I prayed to God to at least let my nose shrink if my hair wouldn’t behave the way I wanted. Something had to give. I wanted to know why God would do both. Was I Job? I know I didn’t have the faith of Job. My prayer focused on my looks – always. I didn’t want to look ugly.
Yet, that didn’t stop my so-called dating life. I was still cute, but I wasn’t fulfilled. I didn’t date guys who actually cared about me as a person. Even when my intuition was telling me the guys were complete trash and wrong for me, I was flattered that I had attention and gave into their shallowness and selfishness. When they were done with me and I with them, I’d move on to the next person. I never dealt with any of the losses. The loss of myself, the loss of the connection, nothing.
I was in complete survival mode for most of my life. That was until I got tired of being angry and having a negative attitude. I felt like I was a good person, but my attitude could shift quickly. It took a long time to even learn that I didn’t love myself. I wasn’t taught, so it was a new and scary journey. I had always assumed my looks determined my worth. I was wrong.
The world still tries to remind me that I am not worthy of love. It took some time to learn that my looks have little to do with self love. The beauty in my heart and soul shows through it all. Trying to measure up to European standards of beauty is a myth and a trick to make folks feel less than. What’s different now is that I see myself as a role model for young people. I know the life that I lived as a lost young woman. I don’t want anyone else to walk that life. I see beauty through the heart and soul.

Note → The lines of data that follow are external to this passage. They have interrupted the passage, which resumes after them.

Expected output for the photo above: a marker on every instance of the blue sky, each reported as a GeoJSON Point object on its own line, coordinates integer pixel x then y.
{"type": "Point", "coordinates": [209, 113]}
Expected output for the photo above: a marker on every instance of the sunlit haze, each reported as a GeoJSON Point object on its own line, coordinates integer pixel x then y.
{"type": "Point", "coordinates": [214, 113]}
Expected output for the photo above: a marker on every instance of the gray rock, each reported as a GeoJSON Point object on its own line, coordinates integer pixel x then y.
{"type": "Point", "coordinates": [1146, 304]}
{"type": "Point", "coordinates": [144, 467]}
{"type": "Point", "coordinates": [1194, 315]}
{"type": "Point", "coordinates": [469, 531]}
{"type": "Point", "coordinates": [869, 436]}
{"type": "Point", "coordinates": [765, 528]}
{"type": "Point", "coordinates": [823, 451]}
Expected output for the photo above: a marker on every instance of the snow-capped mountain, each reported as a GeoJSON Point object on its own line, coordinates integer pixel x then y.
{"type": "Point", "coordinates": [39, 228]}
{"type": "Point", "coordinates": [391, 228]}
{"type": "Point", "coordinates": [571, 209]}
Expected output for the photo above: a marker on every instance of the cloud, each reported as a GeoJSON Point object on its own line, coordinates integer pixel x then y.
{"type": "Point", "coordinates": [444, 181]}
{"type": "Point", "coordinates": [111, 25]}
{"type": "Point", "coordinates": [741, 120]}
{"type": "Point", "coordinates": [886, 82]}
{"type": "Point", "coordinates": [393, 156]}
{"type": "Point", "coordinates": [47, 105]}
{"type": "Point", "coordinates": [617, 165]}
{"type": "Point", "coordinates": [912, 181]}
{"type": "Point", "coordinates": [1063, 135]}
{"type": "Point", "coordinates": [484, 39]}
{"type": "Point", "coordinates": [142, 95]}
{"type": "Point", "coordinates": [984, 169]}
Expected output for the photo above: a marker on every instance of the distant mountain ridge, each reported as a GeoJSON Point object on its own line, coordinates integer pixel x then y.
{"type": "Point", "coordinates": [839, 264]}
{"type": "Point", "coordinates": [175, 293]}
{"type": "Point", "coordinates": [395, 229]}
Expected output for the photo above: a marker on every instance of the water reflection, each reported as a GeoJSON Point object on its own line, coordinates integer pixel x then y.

I started my journey about five years ago. I was starting to be more intentional about my health but there were days I was still depressed. I had an argument with my mother where I told her that she acted as if she didn’t like me. She told me I didn’t like myself. I blamed her because she raised me. I knew then I needed to change my environment and also start thinking about the love I gave myself. It took another year after that situation to understand why I felt the way I did about myself and to start loving myself beyond my looks. I started participating in online events to dig deeper, deal with my trauma, and to challenge my beliefs about beauty in the world and for Black women.
So what does self-love look like now?
Staring in the mirror and telling myself that I’m loved and I’m beautiful. I know it goes beyond my physical attributes. It can be hard some days to say those words when all I see are imperfections. I have to remind myself that those imperfections make me unique. Self-love also includes the words I say to myself and what I consume. It means advocating for my beliefs and my needs. And though self-love includes my own work, it wouldn’t be possible without an amazing support system. I’ve been blessed with new people in my life. Without their support and encouragement, my journey might have ended prematurely. It also wouldn’t be possible without God. I’m not sure what your faith is, but for me, prayer and faith have both gotten me to this place. I thank God for His blessings, love, grace, and forgiveness.
As the journey continues, I know there will be challenges. Life is not without them. Once my external beauty fades as I get older, my internal beauty will be what remains. I’m determined to practice self-love. I am blessed to exude self-love. I am love.